要するに「ボリュームを小さくするもの」と捉えておけば間違いないでしょう。

なぜアッテネーターが必要なのか

「どっかんボリューム」対策のため

筆者が使用しているMcIntosh C26のボリュームは少し上げるだけで爆音、下げると音がほとんど聞こえない、毎回絶妙な位置を探す必要があるという困ったものでした。具体的には通常のボリューム位置は10時程度でしたが、CDは音量が大きすぎて9時30〜20分あたりがベター、それより下げると聞こえません。

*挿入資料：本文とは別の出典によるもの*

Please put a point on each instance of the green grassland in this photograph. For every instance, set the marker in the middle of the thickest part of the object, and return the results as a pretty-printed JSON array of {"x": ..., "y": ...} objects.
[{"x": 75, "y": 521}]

これはいわゆる「どっかんボリューム」と呼ばれるもので、SUNVALLEY AUDIO店主・大橋慎氏の著書「真空管・オーディオ活用の奥義」(P.75)には次のように書かれています。

「どっかんボリューム」は、アンプがセパレートシステム(プリアンプとパワーアンプが別々)の場合に問題となることがある現象です。特に高能率スピーカーをお使いの方で多く見受けられますが、要はプリアンプのボリュームをちょっと上げるだけでスピーカーから「どっかん」とでかい音が出てしまうということです。

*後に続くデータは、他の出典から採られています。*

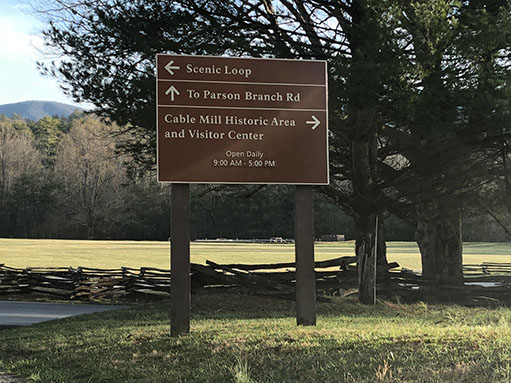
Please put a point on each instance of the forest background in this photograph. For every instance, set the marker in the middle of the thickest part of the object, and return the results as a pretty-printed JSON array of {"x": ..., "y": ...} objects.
[{"x": 64, "y": 178}]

筆者がアッテネーターを欲する理由は、この「どっかんボリューム」対策のために他なりません。

パワーアンプ側のボリュームを下げればいいじゃん?

「パワーアンプ側のボリュームを下げればいいじゃん?」と思ったそこのアナタ、その通りなんですが、筆者のパワーアンプ(McIntosh MC30)はC26同様のビンテージ機材で、ボリューム最大位置以外は少しノイズが載ってしまうのです。

また、前出の「真空管・オーディオ活用の奥義」にも書かれていますが、基本的にパワーアンプ側のボリュームは最大が望ましいため、これを下げることはしたくないわけです。

とは言え、接点は少ないほうがいい

とは言え、アッテネーターを導入しなければ音が出ないわけでもないので、わざわざ接点を増やして音を劣化させるのは得策とは言い難いです。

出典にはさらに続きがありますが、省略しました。